Se pone en pie, tropieza con una silla, la derriba. Se enciende una luz y Bev Shaw aparece ante él en camisón.
– He de hablar con Lucy -farfulla; tiene la boca reseca, la lengua espesa.
Se abre la puerta de la habitación en que descansa Lucy. Su aspecto nada tiene que ver con el de su visión. Tiene la cara abotargada por el sueño y se ata el cinturón de un albornoz que claramente no es suyo.
– Perdona, he tenido un sueño -dice. De pronto, la palabra visión es demasiado anticuada, demasiado absurda-. Creí que me estabas llamando.
Lucy menea la cabeza.
– No, no te llamaba. Ve a dormir, anda.
Tiene toda la razón, por supuesto. Son las tres de la madrugada, pero a él no se le pasa por alto, sería de hecho imposible, que por segunda vez en lo que va de día ella le ha hablado como si fuera un niño… un niño pequeño o un anciano.

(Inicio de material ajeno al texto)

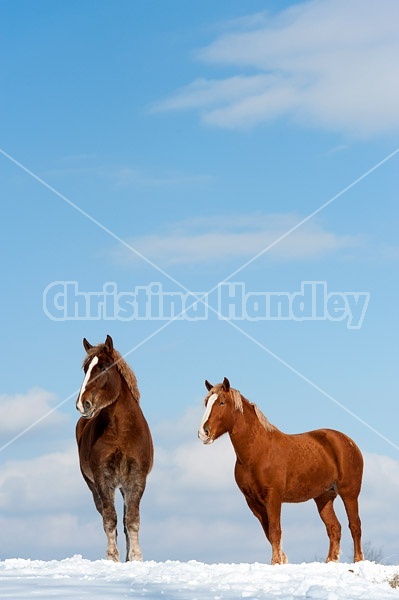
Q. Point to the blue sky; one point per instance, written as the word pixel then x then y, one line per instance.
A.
pixel 159 144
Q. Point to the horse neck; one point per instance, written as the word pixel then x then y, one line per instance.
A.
pixel 248 434
pixel 123 402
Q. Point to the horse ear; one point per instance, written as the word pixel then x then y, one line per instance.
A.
pixel 109 343
pixel 226 384
pixel 86 345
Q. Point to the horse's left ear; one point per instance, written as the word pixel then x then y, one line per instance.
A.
pixel 86 345
pixel 109 343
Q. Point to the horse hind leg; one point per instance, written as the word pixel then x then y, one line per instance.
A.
pixel 131 520
pixel 107 495
pixel 352 511
pixel 327 514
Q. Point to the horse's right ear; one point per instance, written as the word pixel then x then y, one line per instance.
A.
pixel 226 384
pixel 86 345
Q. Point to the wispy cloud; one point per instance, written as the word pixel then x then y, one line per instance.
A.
pixel 124 176
pixel 324 62
pixel 227 238
pixel 22 410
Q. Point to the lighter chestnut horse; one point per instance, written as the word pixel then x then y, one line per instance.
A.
pixel 114 441
pixel 273 467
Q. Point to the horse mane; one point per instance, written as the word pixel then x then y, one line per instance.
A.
pixel 123 368
pixel 238 403
pixel 127 373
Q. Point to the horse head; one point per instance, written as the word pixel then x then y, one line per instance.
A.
pixel 102 383
pixel 221 402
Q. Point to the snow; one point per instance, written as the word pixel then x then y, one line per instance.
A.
pixel 79 578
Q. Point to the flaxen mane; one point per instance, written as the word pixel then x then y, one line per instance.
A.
pixel 237 398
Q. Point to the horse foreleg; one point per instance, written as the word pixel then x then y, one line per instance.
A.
pixel 107 495
pixel 131 520
pixel 327 514
pixel 352 510
pixel 273 533
pixel 273 508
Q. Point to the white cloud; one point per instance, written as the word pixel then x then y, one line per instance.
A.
pixel 23 410
pixel 326 62
pixel 237 237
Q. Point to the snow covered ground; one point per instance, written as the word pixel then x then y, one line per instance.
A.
pixel 172 580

Trata de conciliar el sueño otra vez, pero no puede. Habrá sido un efecto de las pastillas, se dice: no una visión, ni siquiera un sueño, tan solo una alucinación de origen químico. No obstante, la figura de la mujer en un campo bañado por una luz muy blanca persiste ante él. «¡Sálvame!», grita su hija, y sus palabras resultan claras, resonantes, inmediatas. ¿Es tal vez posible que el alma de Lucy haya abandonado su cuerpo y de hecho lo haya visitado? ¿Es posible que las personas que no creen en el alma de hecho tengan una? ¿Es posible que sus almas lleven una vida independiente?
Aún faltan horas para el amanecer. Le duele la muñeca, le arden los ojos, tiene el cuero cabelludo despellejado e irritado. Con cautela, enciende la lámpara y se levanta. Envuelto en una manta, abre la puerta de la habitación de Lucy y entra. Hay una silla junto a la cama; toma asiento. Se percata de que ella está despierta.

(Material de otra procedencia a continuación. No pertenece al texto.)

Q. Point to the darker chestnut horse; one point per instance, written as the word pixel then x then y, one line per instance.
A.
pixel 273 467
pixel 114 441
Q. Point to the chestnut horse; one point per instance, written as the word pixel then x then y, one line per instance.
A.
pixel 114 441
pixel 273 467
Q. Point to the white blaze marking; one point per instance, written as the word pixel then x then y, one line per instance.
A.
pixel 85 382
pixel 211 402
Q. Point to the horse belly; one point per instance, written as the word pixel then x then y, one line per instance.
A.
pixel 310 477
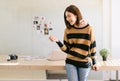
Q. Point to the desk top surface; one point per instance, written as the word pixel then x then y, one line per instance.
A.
pixel 44 64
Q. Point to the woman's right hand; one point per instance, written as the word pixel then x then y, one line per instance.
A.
pixel 53 39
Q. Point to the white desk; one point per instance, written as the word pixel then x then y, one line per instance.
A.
pixel 44 64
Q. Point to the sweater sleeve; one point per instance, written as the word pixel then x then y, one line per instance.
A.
pixel 93 46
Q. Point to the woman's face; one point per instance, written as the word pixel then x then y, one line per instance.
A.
pixel 71 18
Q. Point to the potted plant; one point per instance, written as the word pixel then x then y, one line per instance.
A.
pixel 104 52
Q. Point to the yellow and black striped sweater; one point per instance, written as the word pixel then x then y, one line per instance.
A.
pixel 80 46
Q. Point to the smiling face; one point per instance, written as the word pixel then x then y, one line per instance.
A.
pixel 71 18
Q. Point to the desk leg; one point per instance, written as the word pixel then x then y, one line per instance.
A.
pixel 117 75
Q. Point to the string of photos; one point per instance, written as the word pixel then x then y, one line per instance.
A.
pixel 42 25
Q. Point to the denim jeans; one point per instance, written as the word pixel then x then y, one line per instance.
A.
pixel 76 74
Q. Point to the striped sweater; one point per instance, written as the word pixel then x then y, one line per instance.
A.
pixel 80 46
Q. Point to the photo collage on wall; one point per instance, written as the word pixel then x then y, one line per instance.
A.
pixel 42 25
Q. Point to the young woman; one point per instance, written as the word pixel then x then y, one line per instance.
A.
pixel 79 45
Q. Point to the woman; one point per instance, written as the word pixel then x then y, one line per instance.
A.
pixel 79 45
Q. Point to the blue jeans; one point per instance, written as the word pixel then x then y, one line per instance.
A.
pixel 76 74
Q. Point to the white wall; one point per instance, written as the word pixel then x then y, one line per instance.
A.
pixel 18 36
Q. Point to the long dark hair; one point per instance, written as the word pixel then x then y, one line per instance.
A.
pixel 72 9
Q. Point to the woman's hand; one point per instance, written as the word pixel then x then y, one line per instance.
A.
pixel 95 67
pixel 53 39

¿Qué está haciendo? Está vigilando a su niña, la guarda de todo mal, aleja a los malos espíritus. Al cabo de un rato largo nota que ella vuelve a relajarse. Oye un suave «pop» cuando se le separan los labios, oye el ronquido más tenue.
Por la mañana, Bev Shaw le sirve un desayuno a base de copos de maíz y té, y desaparece en la habitación de Lucy.
– ¿Cómo está? -le pregunta él cuando regresa.
Bev Shaw le responde con una tajante sacudida de cabeza, como si quisiera decirle que eso no es asunto suyo. La menstruación, el parto, la violación y sus consecuencias: asuntos de sangre, la carga cuyo peso ha de soportar la mujer, el recinto mismo de la mujer.
Se pregunta, y no es la primera vez, si las mujeres no serían más felices viviendo en comunidades exclusivamente femeninas, en las que admitiesen tan solo las visitas de los hombres que ellas mismas quisieran recibir. Tal vez se equivoque al pensar que Lucy es homosexual. Tal vez sea que tan solo prefiere la compañía de las mujeres. Tal vez es eso lo que son las lesbianas: mujeres que no tienen necesidad de los hombres.
No es de extrañar que tengan una actitud tan vehemente contra la violación, tanto ella como Helen. La violación, diosa del caos y la mezcolanza, intrusa en los recintos clausurados. Violar a una lesbiana, peor aún que violar a una virgen: el golpe es más fuerte. ¿Sabrían esos individuos qué territorio pisaban? ¿Se habría corrido la voz?
A las nueve en punto, después de que Bill Shaw se marche a trabajar, llama quedamente a la puerta de Lucy. Sigue tendida en la cama, cara a la pared. Se sienta a su lado, le acaricia la mejilla. La tiene húmeda de lágrimas.
– No es nada fácil hablar de esto -le dice-, pero ¿has ido a ver a un médico?